İSRAİL BOMBARDIMANI...
İsrail,
Gazze‘deki masum insanları yeniden bombalamaya başladı; yüzden fazla
Filistinli öldü. Yahudi lobisinden korkan ABD yönetimi,
(Filistinliler’in İsrail’e yönelik tek saldırısı bile yokken) bu
bombardımanı, “İsrail’in kendini savunma hakkı” olarak yorumladı. En
sert tepki ise Başbakan Erdoğan‘dan geldi: “İsrail terörist bir
devlettir.”
Kimse sormadı, ben sorayım:
Madem İsrail
terörist bir devlet; o zaman bu devletle yapılan tüm anlaşmaların askıya
alınması ve ilişkilerin dondurulması gerekmez mi? Bugüne kadar
İsrail‘le hangi anlaşmaları askıya aldınız? Ya da tersinden sorayım:
İsrail ile Türkiye arasında hâlen yürürlükte olan anlaşmalar,
Türkiye‘nin “terörist bir devlet”le yakın ilişki içinde olduğunu
göstermez mi? Bu, büyük bir çelişki değil mi?
KAMERAMAN SARBEST...
Yaklaşık
üç aydır Suriye‘de tutuklu bulunan kameraman Cüneyt Ünal, aralarında
gazetecilik örgütleri ile CHP‘li milletvekillerinin de bulunduğu bir
gruba Şam‘da teslim edildi. AKP Sözcüsü Hüseyin Çelik, Suriye
makamlarının Cüneyt Ünal‘ı “bir sivil toplumu örgütü yerine CHP’lilere
teslim ettiğini” belirterek, bu durumu “manidar” bulduğunu söyledi.
Kimse sormadı, ben sorayım:
Koskoca
parti sözcüsüsünüz Hüseyin Bey... Böylesine “manidar” bir demeç
vermeden önce, o heyetin en az yarısının gazetecilik meslek örgütlerinin
temsilcilerinden oluştuğunu öğrenmeniz gerekmez miydi?
ÖZEL, ARABİSTAN’DA...
Genelkurmay
Başkanı Orgeneral Necdet Özel, şehit düşen beş askerimizin yurdun
çeşitli köşelerinde toprağa verildiği saatlerde Suudi Arabistan‘daydı.

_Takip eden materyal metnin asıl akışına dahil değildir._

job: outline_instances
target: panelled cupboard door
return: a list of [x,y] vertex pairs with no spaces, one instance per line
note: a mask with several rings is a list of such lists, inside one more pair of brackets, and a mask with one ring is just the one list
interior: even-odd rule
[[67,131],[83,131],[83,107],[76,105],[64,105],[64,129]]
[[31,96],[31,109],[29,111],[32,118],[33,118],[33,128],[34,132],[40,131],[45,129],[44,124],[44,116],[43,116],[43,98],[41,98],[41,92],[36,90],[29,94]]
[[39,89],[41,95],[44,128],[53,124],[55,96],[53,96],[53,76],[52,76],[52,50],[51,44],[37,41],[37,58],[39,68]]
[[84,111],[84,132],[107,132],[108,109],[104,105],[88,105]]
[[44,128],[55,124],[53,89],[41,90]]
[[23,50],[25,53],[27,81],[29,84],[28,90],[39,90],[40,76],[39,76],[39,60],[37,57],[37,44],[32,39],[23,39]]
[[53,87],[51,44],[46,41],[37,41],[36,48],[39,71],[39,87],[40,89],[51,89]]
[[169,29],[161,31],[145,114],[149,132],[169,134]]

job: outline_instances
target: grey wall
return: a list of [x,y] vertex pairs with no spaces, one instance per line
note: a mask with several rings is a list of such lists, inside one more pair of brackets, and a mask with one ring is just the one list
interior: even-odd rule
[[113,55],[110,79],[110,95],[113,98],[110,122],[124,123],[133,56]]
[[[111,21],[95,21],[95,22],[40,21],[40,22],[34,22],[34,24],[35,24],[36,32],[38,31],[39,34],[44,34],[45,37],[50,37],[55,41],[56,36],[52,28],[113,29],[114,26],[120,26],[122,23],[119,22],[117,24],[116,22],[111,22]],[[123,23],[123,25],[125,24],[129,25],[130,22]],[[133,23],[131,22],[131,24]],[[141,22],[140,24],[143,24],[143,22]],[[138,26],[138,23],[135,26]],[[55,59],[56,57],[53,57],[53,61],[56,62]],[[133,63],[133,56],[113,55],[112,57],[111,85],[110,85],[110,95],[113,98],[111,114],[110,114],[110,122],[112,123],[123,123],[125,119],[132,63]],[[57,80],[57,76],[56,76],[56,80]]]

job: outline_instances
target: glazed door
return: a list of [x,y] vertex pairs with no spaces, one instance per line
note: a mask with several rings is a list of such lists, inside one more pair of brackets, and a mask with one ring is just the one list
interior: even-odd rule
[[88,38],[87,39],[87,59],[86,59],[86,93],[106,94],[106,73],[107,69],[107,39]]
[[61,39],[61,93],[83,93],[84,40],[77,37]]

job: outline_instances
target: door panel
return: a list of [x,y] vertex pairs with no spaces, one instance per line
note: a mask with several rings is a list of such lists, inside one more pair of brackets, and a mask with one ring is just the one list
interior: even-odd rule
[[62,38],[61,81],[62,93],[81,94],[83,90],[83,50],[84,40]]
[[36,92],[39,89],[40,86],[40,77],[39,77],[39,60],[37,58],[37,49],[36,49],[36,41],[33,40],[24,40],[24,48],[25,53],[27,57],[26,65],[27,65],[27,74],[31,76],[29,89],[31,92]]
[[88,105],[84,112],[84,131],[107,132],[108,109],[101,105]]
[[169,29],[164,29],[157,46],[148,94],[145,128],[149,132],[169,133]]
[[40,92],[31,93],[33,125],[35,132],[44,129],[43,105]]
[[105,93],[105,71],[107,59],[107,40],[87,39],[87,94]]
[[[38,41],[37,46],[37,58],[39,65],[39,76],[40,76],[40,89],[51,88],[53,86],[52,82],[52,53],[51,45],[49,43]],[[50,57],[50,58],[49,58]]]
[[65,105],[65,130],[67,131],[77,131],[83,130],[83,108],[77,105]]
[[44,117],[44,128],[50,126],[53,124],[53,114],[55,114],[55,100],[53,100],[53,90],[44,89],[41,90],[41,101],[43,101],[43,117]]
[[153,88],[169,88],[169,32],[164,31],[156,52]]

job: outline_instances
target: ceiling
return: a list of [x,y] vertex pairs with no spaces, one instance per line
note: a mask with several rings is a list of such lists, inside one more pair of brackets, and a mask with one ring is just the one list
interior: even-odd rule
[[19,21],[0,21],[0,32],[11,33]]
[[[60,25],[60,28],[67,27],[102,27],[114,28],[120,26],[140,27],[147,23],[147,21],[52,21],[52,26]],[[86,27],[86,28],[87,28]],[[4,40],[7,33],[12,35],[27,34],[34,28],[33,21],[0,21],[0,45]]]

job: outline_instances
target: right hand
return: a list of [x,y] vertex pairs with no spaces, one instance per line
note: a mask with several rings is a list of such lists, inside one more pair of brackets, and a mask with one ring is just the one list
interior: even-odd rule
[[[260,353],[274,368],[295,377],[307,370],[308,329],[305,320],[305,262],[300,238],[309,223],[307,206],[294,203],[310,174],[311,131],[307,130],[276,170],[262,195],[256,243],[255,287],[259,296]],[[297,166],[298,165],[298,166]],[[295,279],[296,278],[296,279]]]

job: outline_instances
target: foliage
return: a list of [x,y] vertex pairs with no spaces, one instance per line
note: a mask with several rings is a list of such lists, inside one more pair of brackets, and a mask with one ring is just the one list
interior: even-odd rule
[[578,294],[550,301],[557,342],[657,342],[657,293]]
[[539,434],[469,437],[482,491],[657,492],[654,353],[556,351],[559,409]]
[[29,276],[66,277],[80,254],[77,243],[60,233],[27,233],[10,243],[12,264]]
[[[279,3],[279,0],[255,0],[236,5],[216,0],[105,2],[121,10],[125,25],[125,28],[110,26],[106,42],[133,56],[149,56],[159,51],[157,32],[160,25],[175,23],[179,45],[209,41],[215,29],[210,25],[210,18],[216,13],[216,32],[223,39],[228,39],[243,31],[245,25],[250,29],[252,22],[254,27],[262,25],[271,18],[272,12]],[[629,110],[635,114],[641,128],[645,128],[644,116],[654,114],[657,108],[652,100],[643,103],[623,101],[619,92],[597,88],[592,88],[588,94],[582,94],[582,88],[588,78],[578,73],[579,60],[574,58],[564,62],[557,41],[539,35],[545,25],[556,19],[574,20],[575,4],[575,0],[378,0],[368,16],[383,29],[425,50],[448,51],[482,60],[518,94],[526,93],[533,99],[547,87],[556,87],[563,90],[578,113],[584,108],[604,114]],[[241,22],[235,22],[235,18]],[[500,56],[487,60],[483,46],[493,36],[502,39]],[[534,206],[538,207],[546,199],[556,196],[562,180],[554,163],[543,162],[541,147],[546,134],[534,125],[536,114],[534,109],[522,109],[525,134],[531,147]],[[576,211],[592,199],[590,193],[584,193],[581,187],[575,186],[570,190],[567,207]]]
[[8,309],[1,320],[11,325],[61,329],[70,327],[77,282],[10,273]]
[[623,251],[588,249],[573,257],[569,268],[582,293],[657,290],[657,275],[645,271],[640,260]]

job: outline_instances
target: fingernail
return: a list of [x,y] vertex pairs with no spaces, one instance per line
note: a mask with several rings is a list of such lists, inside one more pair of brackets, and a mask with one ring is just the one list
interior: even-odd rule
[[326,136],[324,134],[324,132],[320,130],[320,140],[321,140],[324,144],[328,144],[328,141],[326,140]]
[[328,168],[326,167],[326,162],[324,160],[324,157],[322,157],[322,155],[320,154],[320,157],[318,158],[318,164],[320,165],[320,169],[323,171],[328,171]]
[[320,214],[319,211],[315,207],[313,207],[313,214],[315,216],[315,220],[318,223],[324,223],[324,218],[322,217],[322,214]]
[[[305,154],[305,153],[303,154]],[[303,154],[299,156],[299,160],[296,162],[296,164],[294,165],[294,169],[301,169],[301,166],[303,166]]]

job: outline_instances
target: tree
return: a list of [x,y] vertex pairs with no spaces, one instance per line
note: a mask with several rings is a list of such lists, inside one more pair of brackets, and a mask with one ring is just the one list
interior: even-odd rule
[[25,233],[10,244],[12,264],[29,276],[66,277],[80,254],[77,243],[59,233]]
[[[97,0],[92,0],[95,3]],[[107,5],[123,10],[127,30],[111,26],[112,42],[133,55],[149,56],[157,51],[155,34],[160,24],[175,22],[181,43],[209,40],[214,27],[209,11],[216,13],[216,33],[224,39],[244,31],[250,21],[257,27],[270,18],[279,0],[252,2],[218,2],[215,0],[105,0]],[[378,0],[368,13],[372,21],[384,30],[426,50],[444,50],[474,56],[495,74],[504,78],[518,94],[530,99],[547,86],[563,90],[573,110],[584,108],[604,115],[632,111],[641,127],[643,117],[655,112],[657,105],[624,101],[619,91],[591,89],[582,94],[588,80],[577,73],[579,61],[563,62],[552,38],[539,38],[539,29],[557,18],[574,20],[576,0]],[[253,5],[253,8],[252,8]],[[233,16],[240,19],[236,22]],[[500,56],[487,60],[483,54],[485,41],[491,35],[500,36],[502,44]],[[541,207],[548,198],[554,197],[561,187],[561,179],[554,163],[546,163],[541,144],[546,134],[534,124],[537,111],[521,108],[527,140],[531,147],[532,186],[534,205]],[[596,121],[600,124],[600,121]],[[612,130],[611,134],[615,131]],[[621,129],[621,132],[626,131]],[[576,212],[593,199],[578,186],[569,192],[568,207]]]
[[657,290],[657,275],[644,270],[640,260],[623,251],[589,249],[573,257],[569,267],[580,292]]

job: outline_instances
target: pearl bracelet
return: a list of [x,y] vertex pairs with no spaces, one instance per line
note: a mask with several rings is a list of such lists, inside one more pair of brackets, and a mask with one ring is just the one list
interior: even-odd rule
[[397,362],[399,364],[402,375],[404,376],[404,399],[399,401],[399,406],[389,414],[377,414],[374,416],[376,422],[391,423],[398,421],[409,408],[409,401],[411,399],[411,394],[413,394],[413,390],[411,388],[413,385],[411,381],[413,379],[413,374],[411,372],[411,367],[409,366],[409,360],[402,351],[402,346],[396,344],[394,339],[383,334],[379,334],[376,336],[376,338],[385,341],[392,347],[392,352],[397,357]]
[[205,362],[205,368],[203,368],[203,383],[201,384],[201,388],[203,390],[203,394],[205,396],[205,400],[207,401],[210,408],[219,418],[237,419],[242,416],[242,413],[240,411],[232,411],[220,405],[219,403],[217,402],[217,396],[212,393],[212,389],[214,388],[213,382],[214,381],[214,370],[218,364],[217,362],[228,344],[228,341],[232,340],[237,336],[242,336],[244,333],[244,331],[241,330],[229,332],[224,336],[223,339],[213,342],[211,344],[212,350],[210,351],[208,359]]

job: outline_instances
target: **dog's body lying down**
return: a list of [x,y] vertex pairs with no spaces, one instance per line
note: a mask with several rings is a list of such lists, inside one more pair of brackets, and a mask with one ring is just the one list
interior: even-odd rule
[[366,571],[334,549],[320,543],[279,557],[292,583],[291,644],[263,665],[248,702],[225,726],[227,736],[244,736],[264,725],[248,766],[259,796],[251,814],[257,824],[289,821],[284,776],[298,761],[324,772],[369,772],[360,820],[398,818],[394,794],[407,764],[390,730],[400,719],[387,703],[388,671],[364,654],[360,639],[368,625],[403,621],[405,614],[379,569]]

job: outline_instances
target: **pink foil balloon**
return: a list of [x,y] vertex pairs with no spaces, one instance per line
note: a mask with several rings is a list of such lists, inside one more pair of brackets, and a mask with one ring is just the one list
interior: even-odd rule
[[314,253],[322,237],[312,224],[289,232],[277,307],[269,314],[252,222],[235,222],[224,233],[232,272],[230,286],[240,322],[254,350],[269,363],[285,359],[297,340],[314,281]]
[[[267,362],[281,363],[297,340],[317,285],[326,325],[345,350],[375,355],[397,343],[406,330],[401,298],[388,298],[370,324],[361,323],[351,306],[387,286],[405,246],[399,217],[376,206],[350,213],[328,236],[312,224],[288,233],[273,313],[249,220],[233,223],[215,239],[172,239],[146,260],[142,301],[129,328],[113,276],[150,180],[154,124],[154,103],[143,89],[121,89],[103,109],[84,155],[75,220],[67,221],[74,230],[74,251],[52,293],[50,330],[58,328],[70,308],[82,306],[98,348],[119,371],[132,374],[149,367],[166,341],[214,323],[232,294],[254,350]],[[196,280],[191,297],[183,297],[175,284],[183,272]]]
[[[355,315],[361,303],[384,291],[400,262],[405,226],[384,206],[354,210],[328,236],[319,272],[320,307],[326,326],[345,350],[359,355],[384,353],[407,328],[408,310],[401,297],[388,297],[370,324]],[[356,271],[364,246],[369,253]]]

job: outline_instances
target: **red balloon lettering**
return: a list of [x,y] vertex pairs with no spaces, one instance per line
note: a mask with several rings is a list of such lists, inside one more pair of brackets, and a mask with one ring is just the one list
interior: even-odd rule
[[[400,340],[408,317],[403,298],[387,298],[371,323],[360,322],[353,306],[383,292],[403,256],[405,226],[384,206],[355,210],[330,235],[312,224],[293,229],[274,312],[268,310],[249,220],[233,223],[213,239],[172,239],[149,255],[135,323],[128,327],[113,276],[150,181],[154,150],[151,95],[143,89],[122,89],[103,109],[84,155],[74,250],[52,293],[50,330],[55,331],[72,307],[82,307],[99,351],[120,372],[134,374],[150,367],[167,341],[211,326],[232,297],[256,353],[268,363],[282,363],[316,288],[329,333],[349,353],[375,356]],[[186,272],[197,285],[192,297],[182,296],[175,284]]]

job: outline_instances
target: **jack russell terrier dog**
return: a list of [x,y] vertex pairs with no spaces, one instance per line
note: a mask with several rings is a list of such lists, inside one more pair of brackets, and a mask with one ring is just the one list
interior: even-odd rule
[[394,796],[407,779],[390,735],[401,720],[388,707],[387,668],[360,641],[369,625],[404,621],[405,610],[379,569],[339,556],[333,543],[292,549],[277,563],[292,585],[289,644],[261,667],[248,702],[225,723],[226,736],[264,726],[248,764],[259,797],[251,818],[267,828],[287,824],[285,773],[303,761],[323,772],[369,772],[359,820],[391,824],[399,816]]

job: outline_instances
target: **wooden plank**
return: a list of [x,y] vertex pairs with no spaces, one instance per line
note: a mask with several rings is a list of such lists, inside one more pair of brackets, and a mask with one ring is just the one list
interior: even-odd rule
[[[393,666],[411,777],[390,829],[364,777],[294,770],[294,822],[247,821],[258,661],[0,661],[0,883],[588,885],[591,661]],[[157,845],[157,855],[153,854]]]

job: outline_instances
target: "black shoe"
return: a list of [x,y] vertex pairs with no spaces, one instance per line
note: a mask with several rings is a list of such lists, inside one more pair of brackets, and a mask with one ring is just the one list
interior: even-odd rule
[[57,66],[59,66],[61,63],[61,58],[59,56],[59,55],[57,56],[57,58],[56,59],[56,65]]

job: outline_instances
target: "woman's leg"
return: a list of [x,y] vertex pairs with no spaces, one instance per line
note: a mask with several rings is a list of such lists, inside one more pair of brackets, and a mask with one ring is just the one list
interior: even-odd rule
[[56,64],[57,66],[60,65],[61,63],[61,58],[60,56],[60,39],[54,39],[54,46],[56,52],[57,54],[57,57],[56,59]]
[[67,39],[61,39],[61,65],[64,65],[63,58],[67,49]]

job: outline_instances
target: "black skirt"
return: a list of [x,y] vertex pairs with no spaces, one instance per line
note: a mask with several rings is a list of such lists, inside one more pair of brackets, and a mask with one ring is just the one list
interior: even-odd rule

Peki; neden? “Türkiye-Suudi Arabistan ilişkilerinin geliştirilmesine
verdiği katkı”dan dolayı layık görüldüğü “Kral Abdulaziz Madalyası”nı
almak için...
Kimse sormadı, ben sorayım:
“Türkiye-Suudi
Arabistan ilişkilerinin geliştirilmesi” için ne yaptınız Sayın Özel?
Yoksa Başbakan‘ın gündeme getirdiği, “talihsiz bedevi”yi, kutup ayısının
gazabından kurtardınız da bizim mi haberimiz olmadı?
BÜYÜK KIŞKIRTMA...
Alevi
yurttaşlarımızın Muharrem Ayı Orucu nedeniyle Erzincan‘da kurdukları
iftar çadırı, önceki akşam saldırıya uğradı. On beş-yirmi kişilik bir
grup, çadırda bulunan, “Madımak, müze olsun” ve “Zorunlu din dersleri
kaldırılsın” yazılı iki pankartı ve resimleri yakarak kaçtı.
Kimse sormadı, ben sorayım:
Ergenekon
ve Balyoz davalarında “olmayan” delilleri bulan, bulamadığı zaman
üreten polis, “mezhep çatışması” yaratmak isteyen bu kışkırtıcıları,
olay yerini görüntüleyen onlarca kameraya rağmen neden bulamıyor?
*****
GÜNÜN SORUSU
Yukarıdaki ona yakın sorumdan birine bile yanıt alabileceğime ihtimal bile vermiyorum. Sorum, ortaya:
Bu soruların yanıtsız kalacak olması benim ayıbım mı?